5) If available, secret answer is checked. If not, user name is compared to email. If match fails, process stops.
6) User is emailed existing password. Or, depending on admin settings, user may be emailed a newly generated password.
7) (If Q/A admin flag on but user doesn't have Q/A) User is asked for question and answer for "future reference"
There is a second path. Some pages have a link, "I forgot my password."
1) User clicks link
2) User is asked for email
3) Continue with step 4 on first path.
Depending on settings, the user is now emailed either their password, or a link to a page where they are not logged in but do have the power to reset their password.
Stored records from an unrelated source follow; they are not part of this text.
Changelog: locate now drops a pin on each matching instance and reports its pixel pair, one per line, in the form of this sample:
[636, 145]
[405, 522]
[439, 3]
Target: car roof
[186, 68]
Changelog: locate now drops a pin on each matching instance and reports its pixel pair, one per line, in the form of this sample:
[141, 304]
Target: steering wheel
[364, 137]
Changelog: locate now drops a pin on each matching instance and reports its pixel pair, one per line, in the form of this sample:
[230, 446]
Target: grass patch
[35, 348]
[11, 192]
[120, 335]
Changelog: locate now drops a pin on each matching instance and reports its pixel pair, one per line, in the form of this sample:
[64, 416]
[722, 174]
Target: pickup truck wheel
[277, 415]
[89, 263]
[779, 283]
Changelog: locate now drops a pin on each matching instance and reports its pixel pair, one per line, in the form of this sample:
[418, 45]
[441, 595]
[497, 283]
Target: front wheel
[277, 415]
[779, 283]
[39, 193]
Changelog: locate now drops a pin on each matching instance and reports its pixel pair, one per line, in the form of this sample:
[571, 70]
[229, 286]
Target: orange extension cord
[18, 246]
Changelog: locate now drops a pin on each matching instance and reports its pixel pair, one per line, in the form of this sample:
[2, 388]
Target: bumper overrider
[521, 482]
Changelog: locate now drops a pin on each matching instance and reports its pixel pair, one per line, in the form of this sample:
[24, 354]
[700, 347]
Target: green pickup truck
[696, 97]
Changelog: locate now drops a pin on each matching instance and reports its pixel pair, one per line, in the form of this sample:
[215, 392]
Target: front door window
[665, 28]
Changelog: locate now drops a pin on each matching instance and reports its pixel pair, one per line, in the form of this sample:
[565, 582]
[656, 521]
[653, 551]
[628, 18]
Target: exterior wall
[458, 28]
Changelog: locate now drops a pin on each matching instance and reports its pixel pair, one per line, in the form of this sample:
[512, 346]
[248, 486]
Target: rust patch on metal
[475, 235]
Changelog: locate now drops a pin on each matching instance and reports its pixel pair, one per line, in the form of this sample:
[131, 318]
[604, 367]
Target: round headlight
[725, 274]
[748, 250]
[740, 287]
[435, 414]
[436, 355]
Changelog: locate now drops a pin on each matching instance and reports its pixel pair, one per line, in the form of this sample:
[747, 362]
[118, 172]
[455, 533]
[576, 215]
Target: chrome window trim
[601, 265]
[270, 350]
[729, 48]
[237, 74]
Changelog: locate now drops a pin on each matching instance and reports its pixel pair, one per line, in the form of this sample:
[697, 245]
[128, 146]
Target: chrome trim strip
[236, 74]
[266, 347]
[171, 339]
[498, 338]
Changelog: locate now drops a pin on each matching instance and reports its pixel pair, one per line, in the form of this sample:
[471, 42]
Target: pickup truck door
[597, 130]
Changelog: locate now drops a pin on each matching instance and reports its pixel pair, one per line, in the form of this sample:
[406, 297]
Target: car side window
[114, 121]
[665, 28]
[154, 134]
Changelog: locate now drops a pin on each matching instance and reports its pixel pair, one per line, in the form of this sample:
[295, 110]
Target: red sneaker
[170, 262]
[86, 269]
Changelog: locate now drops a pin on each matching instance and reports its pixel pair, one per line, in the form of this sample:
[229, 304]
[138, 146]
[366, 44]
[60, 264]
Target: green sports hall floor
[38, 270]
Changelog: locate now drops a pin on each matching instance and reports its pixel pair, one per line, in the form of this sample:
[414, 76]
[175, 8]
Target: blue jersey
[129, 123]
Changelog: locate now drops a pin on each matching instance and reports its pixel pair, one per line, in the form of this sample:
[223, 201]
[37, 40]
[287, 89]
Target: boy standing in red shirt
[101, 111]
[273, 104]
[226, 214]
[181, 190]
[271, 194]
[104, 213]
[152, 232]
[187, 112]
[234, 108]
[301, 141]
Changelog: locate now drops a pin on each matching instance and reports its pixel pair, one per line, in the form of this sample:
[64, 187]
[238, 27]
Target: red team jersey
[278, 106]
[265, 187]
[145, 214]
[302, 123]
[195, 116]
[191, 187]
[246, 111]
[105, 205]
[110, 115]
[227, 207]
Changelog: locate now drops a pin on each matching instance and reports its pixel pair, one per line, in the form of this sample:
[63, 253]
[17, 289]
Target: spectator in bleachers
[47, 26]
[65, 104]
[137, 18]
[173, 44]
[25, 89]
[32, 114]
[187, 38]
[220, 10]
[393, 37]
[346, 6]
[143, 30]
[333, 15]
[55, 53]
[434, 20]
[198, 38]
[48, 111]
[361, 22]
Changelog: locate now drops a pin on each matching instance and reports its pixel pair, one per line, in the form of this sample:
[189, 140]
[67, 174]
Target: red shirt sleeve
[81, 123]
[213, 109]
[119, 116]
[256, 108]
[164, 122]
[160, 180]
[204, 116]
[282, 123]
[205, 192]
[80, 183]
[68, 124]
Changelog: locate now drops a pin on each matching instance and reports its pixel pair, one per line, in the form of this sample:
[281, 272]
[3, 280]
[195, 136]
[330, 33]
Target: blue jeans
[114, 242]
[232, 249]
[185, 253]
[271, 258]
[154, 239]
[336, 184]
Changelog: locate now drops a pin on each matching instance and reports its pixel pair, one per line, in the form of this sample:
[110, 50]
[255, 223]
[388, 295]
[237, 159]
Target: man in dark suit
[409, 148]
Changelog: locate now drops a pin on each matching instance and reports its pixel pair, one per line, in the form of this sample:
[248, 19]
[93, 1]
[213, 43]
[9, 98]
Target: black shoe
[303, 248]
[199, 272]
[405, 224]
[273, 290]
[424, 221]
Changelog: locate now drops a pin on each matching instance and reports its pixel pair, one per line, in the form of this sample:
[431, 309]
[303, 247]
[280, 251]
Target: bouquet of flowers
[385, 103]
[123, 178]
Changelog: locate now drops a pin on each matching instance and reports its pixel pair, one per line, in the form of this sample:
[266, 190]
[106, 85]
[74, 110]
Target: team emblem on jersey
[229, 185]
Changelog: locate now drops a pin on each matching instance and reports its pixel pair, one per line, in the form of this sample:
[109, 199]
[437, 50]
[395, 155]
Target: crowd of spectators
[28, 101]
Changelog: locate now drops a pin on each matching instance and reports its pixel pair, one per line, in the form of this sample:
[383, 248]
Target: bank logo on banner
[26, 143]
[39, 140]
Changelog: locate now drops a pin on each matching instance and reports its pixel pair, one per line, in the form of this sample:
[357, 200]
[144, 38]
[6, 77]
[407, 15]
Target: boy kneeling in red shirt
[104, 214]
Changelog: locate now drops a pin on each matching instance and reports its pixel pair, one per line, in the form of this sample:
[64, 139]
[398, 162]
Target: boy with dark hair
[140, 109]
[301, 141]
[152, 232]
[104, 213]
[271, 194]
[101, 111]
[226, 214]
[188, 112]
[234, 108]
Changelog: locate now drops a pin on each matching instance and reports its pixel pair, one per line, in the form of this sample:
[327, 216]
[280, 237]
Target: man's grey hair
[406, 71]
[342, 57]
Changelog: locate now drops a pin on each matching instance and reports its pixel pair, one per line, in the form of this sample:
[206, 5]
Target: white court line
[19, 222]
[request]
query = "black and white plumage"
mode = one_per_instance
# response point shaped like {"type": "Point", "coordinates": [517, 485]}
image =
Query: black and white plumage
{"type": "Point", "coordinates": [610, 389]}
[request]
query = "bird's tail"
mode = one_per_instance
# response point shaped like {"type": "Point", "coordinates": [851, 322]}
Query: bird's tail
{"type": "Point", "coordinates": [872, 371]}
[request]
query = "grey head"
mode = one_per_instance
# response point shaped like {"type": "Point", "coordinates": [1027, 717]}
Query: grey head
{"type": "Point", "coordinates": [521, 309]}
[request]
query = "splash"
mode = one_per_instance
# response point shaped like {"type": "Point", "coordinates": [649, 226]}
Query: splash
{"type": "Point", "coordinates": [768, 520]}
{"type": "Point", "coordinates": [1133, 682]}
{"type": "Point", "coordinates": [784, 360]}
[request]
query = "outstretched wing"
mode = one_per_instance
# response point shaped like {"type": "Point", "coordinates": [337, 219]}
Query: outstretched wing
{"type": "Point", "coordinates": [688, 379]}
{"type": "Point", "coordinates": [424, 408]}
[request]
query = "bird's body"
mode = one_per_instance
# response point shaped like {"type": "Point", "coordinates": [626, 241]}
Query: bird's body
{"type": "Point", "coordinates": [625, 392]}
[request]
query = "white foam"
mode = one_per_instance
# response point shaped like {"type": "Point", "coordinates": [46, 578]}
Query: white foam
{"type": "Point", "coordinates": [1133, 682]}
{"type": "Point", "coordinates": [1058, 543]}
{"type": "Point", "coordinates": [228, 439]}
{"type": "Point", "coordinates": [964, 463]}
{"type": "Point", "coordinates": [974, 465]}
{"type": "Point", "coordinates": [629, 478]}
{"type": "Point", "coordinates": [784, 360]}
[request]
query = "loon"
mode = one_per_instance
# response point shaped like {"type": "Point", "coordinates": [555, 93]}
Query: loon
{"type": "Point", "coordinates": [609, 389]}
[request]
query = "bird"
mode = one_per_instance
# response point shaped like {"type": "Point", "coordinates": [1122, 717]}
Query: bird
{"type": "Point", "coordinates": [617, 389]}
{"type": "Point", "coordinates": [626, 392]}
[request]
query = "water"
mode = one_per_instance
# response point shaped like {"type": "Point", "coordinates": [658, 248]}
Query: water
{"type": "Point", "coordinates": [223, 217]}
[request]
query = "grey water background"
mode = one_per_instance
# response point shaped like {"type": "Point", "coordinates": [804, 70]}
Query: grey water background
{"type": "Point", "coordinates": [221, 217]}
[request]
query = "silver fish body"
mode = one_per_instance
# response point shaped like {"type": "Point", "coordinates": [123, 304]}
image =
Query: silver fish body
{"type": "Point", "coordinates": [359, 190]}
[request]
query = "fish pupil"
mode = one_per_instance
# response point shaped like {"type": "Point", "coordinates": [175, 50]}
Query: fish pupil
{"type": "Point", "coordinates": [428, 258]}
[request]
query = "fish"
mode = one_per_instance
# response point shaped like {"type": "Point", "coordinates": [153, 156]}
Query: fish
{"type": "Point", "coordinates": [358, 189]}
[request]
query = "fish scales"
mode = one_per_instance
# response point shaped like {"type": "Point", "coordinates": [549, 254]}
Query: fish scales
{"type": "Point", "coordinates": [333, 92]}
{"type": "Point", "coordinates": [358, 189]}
Drawbacks to this approach:
The logical paths are pretty tangled, making it harder to modify or debug.
Using name as a fallback if Q/A is required but not available is unobvious and insecure
Most of this security is of limited use because the transaction isn't encrypted
The ability to trigger a password reset without fully authenticating is a Denial-of-service vector.
I propose that we remove most of this functionality in favor of:
1) There is an "I forgot my password" link on the failure page after a login
2) If clicked, this causes the password to be emailed to the email on file for that username
3) If the acs-subsite.EmailForgottenPasswordP variable is false, 1 doesn't appear and 2 is disabled.
I believe this is more usable, almost as functional, equally secure, and simpler to maintain and modify.